「中国の思想 第11巻 左伝」 徳間書房
鼎の軽重 p189〜
「陸渾(りくこん)地方(河南省陸渾県)の戎を伐った楚の荘王は、そのまま軍を洛水のほとりに進め、周の国境でこれみよがしの示威をおこなった。
周の定王は大夫王孫満を使者として差しむけ、その功をねぎらわせた。
その会見の席上、荘王は周王室に伝わる鼎のことを話題に持ち出し、その大小、軽重をたずねた。
「鼎の価値は、所有者の徳しだいで決まるものであって、鼎自体の大小、軽重とは無関係であります」といって、使者の王孫満はきり返した。「むかし、夏王の徳治が天下に行き届いていた時代、遠方の諸国に命じてその地棲息する怪物の類を描いた模様を献上させたことがありました。夏王はこの献上物が届くと、さらに九州の長官に命じて鼎の材料集めさせ、その材料でこれらの怪物をかたどった鼎を鋳造させたのです。こうして人民にありとあらゆる怪物の姿をあらかじめ示すとともに、その魔性の恐ろしさを周知徹底させたおかげで、人民は沼沢山林に踏み入っても、魔物にも逢わず、山川の悪病神にとりつかれる心配もなかったのです。かくて夏王の徳は上下をしっくりと一致させ、天佑をさずけられました。
しかるにその後桀王が現れて無道を行ったため、この鼎は夏から殷に移りました。さらに六百年たち、紂王が現れて暴虐にふるまうと、この鼎は殷から周に移ったのです。
つまり、鼎の軽重は所有者の徳しだいで決まります。鼎自体は小さくとも、所有者が明徳の持ち主であれば、鼎はどっしり腰を据えて、いくら他へ移そうとしても移せません。反対に、鼎自体は大きくとも、所有者がよこしまであれば、それは軽々と他へ移ってしまいます。

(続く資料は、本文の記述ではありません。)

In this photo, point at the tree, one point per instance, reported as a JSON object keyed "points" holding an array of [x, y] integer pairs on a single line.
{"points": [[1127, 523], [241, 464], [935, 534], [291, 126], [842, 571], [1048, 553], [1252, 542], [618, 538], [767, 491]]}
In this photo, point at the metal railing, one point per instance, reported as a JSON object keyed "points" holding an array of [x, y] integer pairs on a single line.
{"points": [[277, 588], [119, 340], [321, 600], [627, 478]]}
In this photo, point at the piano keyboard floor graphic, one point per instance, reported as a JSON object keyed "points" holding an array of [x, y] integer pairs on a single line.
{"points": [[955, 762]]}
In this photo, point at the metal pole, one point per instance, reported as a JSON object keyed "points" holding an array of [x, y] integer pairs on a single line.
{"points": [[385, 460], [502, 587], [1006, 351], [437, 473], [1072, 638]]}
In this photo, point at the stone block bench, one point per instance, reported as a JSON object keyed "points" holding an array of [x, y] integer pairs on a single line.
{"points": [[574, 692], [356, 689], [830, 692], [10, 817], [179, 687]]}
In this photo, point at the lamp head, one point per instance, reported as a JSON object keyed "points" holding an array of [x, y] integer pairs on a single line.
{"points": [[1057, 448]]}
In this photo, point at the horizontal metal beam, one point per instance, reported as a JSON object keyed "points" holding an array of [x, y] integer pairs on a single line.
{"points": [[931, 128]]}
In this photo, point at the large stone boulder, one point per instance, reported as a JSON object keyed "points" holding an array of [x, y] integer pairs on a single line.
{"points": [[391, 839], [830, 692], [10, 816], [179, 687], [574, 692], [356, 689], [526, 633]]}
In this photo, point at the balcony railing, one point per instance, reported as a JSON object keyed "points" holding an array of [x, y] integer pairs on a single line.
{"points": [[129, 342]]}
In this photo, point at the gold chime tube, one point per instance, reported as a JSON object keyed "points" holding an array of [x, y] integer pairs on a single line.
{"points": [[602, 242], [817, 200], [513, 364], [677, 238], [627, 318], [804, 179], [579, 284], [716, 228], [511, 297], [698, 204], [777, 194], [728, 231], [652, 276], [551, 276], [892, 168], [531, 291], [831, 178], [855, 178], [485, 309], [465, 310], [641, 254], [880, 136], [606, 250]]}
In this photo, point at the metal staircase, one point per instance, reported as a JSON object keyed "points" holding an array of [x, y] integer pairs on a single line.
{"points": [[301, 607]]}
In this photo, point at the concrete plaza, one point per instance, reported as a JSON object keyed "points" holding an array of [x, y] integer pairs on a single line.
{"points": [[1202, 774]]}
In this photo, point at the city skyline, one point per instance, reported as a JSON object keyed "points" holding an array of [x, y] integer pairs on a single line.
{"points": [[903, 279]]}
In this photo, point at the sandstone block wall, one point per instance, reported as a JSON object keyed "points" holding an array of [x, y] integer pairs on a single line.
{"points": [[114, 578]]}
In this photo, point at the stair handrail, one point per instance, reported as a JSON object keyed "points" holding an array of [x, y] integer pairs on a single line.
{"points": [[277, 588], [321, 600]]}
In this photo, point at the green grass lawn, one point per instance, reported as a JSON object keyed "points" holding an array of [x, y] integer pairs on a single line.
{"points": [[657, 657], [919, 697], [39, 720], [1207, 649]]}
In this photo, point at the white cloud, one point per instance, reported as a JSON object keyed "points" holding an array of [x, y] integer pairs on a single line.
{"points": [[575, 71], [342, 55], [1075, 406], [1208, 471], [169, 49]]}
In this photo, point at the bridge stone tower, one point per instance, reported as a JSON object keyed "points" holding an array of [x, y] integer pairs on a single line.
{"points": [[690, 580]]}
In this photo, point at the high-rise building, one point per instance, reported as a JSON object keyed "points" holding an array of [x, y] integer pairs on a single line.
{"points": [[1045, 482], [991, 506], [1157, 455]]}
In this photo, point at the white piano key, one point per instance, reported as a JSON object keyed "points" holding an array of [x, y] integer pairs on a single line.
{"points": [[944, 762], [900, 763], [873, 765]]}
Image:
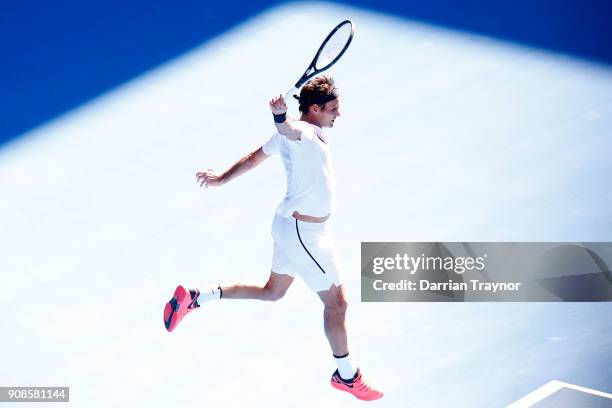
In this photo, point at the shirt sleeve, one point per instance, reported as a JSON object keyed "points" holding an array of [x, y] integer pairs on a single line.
{"points": [[272, 146]]}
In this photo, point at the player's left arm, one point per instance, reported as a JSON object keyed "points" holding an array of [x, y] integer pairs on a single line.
{"points": [[287, 127], [212, 178]]}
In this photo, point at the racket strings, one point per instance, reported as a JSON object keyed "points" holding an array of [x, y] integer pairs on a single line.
{"points": [[334, 46]]}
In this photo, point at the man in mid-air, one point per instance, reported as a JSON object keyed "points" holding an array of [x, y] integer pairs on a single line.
{"points": [[303, 244]]}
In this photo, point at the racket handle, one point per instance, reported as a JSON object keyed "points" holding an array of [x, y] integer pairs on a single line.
{"points": [[289, 94]]}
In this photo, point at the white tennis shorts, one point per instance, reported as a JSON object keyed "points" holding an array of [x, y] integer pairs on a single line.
{"points": [[307, 249]]}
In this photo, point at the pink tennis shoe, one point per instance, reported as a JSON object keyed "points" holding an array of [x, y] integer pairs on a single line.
{"points": [[359, 387], [183, 302]]}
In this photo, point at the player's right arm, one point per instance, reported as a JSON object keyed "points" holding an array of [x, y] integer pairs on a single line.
{"points": [[211, 178], [286, 128]]}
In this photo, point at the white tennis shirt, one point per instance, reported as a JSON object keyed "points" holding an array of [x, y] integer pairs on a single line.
{"points": [[311, 188]]}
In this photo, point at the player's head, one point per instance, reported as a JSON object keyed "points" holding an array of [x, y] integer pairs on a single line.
{"points": [[319, 101]]}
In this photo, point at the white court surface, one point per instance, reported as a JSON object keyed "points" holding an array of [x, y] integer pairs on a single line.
{"points": [[445, 136]]}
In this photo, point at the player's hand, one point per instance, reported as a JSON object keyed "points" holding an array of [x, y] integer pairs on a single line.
{"points": [[278, 105], [209, 178]]}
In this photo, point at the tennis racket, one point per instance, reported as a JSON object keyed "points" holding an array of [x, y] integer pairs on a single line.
{"points": [[330, 51]]}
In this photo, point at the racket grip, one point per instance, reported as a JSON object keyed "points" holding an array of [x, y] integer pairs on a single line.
{"points": [[289, 94]]}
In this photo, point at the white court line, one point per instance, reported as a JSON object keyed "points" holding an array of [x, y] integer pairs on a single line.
{"points": [[549, 389]]}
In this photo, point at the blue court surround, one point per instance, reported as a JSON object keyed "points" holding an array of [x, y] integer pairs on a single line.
{"points": [[59, 55]]}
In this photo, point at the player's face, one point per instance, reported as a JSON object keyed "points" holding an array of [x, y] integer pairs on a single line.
{"points": [[329, 113]]}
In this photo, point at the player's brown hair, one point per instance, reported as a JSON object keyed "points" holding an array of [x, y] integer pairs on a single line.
{"points": [[317, 91]]}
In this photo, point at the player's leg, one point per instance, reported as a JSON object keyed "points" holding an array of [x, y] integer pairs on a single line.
{"points": [[273, 290], [346, 377], [185, 300], [334, 316]]}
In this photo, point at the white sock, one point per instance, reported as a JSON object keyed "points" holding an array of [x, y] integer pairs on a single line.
{"points": [[210, 293], [345, 367]]}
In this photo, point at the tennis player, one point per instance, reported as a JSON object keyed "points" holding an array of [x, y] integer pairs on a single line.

明徳の持ち主が授かる天佑にも、おのずから限度があります。かつて成王がこの鼎を郊蓐(こうじょく、周都)に安置して、周の将来を占ったところ、三十世、七百年は続くという託宣でありました。これが天の定めた限度であります。してみれば、今日、周王の徳は衰えたとは申せ、天命はまだ改まったわけではありません。したがってまだ鼎の軽重を問われるときではないと存じます。」